Armani Eau Pour Homme artık bir çok
parfümün kaderi haline gelmiş olan yeniden formüle edilmiş. Anladığım kadarıyla
benim kullandığım yeni formül olanı. Fakat bir çok yorumcu eski versiyonunu
daha çok beğenmiş. Yeni versiyonu için çok övgü dolu şeyler söylenmemiş. Keşke
eski formülünü bulup onu deneyebilseymişim. Belki ileride.

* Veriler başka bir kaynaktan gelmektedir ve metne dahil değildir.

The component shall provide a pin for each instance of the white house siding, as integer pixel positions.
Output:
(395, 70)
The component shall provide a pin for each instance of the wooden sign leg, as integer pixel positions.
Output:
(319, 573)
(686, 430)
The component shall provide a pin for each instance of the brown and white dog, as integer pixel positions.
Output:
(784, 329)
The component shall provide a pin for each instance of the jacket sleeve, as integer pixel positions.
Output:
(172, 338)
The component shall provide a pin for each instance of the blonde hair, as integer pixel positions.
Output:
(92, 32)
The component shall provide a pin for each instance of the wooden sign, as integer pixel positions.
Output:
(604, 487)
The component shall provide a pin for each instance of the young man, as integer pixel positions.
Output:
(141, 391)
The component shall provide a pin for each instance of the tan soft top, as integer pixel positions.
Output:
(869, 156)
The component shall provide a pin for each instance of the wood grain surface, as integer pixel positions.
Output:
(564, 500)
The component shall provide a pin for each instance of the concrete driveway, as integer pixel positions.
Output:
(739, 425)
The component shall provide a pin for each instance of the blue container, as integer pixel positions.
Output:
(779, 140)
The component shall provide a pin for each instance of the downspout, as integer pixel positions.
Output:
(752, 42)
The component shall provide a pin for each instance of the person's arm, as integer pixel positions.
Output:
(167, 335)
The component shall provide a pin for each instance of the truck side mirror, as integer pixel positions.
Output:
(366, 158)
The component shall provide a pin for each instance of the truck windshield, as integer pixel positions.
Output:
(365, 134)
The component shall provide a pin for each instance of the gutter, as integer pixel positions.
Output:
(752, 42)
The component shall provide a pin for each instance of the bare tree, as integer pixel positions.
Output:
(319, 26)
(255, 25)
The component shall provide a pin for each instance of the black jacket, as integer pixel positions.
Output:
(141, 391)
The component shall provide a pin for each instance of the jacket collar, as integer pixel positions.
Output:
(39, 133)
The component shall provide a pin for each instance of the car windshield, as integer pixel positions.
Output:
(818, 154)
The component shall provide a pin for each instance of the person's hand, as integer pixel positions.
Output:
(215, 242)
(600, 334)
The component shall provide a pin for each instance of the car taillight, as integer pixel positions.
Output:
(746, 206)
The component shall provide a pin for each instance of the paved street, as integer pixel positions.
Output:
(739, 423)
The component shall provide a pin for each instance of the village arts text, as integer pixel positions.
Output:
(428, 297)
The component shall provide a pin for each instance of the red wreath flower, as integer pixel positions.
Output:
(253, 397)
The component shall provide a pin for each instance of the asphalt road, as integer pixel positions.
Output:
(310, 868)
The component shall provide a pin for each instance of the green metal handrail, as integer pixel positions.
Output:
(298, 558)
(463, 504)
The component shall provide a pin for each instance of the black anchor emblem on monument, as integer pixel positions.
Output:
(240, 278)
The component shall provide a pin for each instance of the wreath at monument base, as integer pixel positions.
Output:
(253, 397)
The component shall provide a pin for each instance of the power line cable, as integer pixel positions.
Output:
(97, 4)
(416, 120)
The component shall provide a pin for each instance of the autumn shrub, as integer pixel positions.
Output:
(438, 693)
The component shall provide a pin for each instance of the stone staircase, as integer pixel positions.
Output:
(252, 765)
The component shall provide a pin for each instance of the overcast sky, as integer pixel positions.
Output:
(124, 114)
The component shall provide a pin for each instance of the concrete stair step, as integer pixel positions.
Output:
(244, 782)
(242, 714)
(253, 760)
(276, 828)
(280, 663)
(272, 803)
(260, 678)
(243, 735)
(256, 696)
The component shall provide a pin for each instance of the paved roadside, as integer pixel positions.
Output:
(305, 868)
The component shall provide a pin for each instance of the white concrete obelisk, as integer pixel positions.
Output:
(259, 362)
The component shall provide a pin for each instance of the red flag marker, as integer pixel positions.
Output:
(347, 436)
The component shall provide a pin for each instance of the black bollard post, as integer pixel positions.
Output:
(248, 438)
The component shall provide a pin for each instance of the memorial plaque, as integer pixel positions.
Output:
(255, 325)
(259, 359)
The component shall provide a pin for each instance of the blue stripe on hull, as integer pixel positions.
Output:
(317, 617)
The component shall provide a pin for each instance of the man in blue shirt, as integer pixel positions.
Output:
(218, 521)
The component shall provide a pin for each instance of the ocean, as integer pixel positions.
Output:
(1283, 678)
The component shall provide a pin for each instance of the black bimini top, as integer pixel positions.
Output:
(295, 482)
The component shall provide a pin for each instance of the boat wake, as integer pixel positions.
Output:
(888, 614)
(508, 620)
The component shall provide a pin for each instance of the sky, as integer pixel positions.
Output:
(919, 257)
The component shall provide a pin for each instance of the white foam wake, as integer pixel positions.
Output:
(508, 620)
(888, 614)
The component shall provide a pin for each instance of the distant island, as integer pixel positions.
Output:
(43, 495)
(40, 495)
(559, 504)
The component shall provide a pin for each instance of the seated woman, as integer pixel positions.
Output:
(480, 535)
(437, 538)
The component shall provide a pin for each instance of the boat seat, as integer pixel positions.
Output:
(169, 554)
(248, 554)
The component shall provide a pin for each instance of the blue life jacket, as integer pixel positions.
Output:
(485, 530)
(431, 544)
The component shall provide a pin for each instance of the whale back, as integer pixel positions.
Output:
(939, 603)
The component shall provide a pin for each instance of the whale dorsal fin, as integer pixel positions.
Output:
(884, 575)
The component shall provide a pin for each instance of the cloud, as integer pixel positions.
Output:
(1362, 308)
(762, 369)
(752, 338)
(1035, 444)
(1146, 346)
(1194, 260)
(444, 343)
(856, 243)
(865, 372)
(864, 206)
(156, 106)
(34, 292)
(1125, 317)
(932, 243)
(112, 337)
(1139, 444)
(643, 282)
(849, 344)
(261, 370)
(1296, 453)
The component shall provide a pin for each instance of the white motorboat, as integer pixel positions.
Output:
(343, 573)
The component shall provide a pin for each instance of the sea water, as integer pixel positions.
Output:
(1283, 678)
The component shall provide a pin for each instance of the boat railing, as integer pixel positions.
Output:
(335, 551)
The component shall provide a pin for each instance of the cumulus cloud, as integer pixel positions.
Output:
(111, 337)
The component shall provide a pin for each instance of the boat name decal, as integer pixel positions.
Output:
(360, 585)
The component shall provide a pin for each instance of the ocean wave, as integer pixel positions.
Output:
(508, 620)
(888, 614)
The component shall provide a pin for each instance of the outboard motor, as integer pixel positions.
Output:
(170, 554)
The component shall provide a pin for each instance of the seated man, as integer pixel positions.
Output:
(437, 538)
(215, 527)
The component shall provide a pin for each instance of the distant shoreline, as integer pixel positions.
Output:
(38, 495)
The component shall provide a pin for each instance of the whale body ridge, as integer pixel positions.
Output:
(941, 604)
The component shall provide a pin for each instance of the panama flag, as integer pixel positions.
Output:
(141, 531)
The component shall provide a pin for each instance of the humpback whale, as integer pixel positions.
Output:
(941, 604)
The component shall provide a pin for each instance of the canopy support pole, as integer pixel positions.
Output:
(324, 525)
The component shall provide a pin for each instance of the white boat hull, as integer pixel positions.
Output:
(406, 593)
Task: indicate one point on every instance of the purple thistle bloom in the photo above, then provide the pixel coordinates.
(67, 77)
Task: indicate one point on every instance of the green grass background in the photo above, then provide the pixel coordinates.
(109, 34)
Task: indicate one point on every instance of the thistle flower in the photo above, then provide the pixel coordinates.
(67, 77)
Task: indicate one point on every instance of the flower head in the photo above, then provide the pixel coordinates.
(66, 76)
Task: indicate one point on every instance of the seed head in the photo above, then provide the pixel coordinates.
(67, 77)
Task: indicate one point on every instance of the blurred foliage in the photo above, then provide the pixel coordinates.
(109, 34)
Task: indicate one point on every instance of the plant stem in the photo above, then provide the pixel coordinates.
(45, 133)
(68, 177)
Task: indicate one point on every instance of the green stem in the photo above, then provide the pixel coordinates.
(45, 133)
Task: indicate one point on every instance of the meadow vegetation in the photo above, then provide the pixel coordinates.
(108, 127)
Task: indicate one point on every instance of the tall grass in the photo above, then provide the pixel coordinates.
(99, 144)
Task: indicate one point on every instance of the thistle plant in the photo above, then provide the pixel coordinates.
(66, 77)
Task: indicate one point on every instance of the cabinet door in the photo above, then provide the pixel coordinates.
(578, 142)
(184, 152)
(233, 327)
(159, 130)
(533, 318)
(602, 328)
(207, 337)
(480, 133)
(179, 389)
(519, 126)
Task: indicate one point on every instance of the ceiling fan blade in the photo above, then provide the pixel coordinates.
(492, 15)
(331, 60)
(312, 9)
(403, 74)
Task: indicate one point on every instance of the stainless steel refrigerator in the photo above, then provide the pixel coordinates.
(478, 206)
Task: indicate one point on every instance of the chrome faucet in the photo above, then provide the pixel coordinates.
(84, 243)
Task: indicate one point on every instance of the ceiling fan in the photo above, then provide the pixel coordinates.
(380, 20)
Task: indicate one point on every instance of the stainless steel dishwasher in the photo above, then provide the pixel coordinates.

Sıcak yaz günleri için böylesine bir
limon-turunçgil kokusunu kullanmak iyi fikir. Bence soğuk kış mevsimi dışında
her zaman kullanılabilir. Tam bir erkek parfümü olduğunu hatırlatayım. Bu tür
erkeksi parfümleri sevmeyenlerin hoşuna gitmeyebilir. Parfümün tasarımını ise
ismi pek bilinmeyen bir burun olan Roger Pelligrino yapmış. Luca Turin ise
Armani Eau Pour Homme’a beş üzerinden üç yıldız vermiş ve odunsu turunçgil
olarak sınıflandırmış.
Artıları:
+ Orta notalarından itibaren ortaya çıkan aromatik
ferah baharatlar gayet güzel.
+ Günümüzün zıpır modern parfümlerinden haz
etmeyen orta yaşlı erkekler için sığınılacak bir liman.
Eksileri:
- Başlangıcı çok ilginç gelmedi bana.
- Tarz olarak daha başarılı örnekleri var.